Jesus hung out with all sorts of strange folk, but it was the “good,” successful, and proper people he confronted the most.
Consider the people Jesus describes in the Beatitudes. What do those people look like today?
Jesus promises blessing to those who are poor, who are hungry, who are weeping, who are hated, excluded and insulted.
We’re so convinced Jesus is describing us that we don’t look to see if the shoe fits. We reinterpret what Jesus said to cast ourselves as the good guys. It can’t be the financially or materially poor who receive the Kingdom of God (even though Jesus said so) because that would exclude many of us. He must mean those who feel poor in certain ways. He couldn’t have meant those who can’t afford enough food, as Jesus said, but those who experience a longing for him in their hearts. When in the next breath Jesus pronounces the Woes upon those who are rich and well fed, who manage just fine in society— well, he certainly didn’t mean us—even if I am more likely to throw out food gone bad than worry my children are hungry.
Because, honestly, this is the truth: If Jesus were speaking today and declaring someone blessed in that Kingdom, it would be the woman and children who broke into my condo. No discipleship voices anywhere in my life — no mentors, pastors, or trusted Christian friends — asked me to consider things from that angle. She broke the law. Case closed. I’m the good guy, she’s the bad guy. Period. My responsibility to her ends when justice under the law is restored — or so I’m told.
But based on Jesus’ track record — not to mention the entire Law and Prophets — he would confront me and the other Christians in my neighborhood who are well-fed now, who have a place to live, who are comfortable with a society where there is plenty to go around and yet many go without.
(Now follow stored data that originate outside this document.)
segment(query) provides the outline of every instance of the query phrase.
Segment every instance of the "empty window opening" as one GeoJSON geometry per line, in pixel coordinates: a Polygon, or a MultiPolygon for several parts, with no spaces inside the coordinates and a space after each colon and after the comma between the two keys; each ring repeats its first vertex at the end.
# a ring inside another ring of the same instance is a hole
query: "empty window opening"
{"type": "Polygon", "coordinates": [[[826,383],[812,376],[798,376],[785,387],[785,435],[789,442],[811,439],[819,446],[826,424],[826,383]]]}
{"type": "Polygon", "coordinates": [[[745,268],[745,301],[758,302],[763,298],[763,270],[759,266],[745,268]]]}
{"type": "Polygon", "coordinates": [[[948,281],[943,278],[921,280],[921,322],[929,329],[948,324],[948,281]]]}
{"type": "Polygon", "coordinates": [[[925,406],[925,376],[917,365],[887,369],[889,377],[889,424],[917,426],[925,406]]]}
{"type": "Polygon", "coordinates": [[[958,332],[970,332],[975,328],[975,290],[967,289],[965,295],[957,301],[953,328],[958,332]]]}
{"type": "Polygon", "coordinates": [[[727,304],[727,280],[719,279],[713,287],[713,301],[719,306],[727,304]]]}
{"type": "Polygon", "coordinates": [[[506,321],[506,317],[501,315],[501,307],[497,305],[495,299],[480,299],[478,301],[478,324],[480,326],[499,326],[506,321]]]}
In the Prophets, God expressed strong feelings about praise and worship offered to him by people who had not first ensured that everyone in the community had access to basic survival and equitable thriving. Yet do we who are comfortable and well-fed and warm do everything we can to care for our community before lifting our voices and hands in worship? No. Not at all. No church usher has ever asked me this question at the door. We don’t see this as a necessary part of American life or Christian life — even though God commands it again and again and again.
Our insistence on seeing ourselves as the ones Jesus defends — not even considering if we are the ones he challenges — raises questions for me.
Are we so afraid of failure that we are unwilling to be confronted by our trustworthy Savior, the Son of God who loves and dies for his enemies, who uses kindness to bring us to repentance, who made himself nothing to be our servant and point us to God? Worse still,
Is it possible we consider enemies the people Jesus says he will defend?
I’m concerned our insecurities, our fear of displeasing God, of failing, of being asked to walk a hard, hard road not only stop us from hearing the loving, challenging voice of God but block us from even seeing the people Jesus wants to bless.
Earlier I pointed out how much we struggle to imagine God’s all-encompassing love for his enemies (who, conveniently, look so much like our own enemies). Like Jonah, we struggle to accept the gift of God’s mercy and goodness if it means we don’t get to win.
But here is the kicker: God redeeming his enemies is not an affront to us— it is a gift to us.
Because we are the enemies.
We all are. “While we were God’s enemies, we were reconciled to him through the death of his son.” There is no difference, no us and them. We all are the ones to whom God offers food, water, and hospitality; we are the ones God has promised always to care for and never destroy. God loving his enemies is good news . . . for me. For you. For all of us.
When God does draw boundary lines, he does so for different reasons than we do. When God chooses one person, family, or nation, God does so in order to bless those he did not choose. When God chose Abram and Sarai, it was so that all peoples on earth would be blessed through them. When God set apart the nation of Israel to be his people, it was God’s plan to “make you a light for the Gentiles, that my salvation may reach to the ends of the earth.” God’s end game is this: “In the last days the mountain of the Lord’s temple will be established as the highest of the mountains; it will be exalted above the hills, and all nations will stream to it.” Jesus chose disciples not to be the few who would be saved but the ones sent out to serve, to fish for people. The Holy Spirit ignited the church to be a light to the whole world.
When we use our faith to draw enemy lines rather than bless others, we not only miss the point of our mission from God but we invest in the cycles of violence, vengeance and marginalization we are sent to subvert.
Christians cannot be at war with Muslims, even if our government is waging war against Islamic nations; we Christians must serve, welcome, feed, and befriend our Muslim neighbors, strangers, and (if it comes to it) enemies. Christians cannot be at war with folks who prefer to say Happy Holidays and don’t celebrate Christmas; we Christians must put their rights before our own, prayerfully using whatever social influence we have to seek their good. Christians cannot be at war with “liberals” on one side or “fundamentalists” on the other. Our warlike tactics of slander, fearmongering, and “unwholesome talk” are antithetical to the Spirit of Christ. We are empowered to speak our minds in a way that honors others, putting them before ourselves — and, of course, providing hospitality, provision, and care.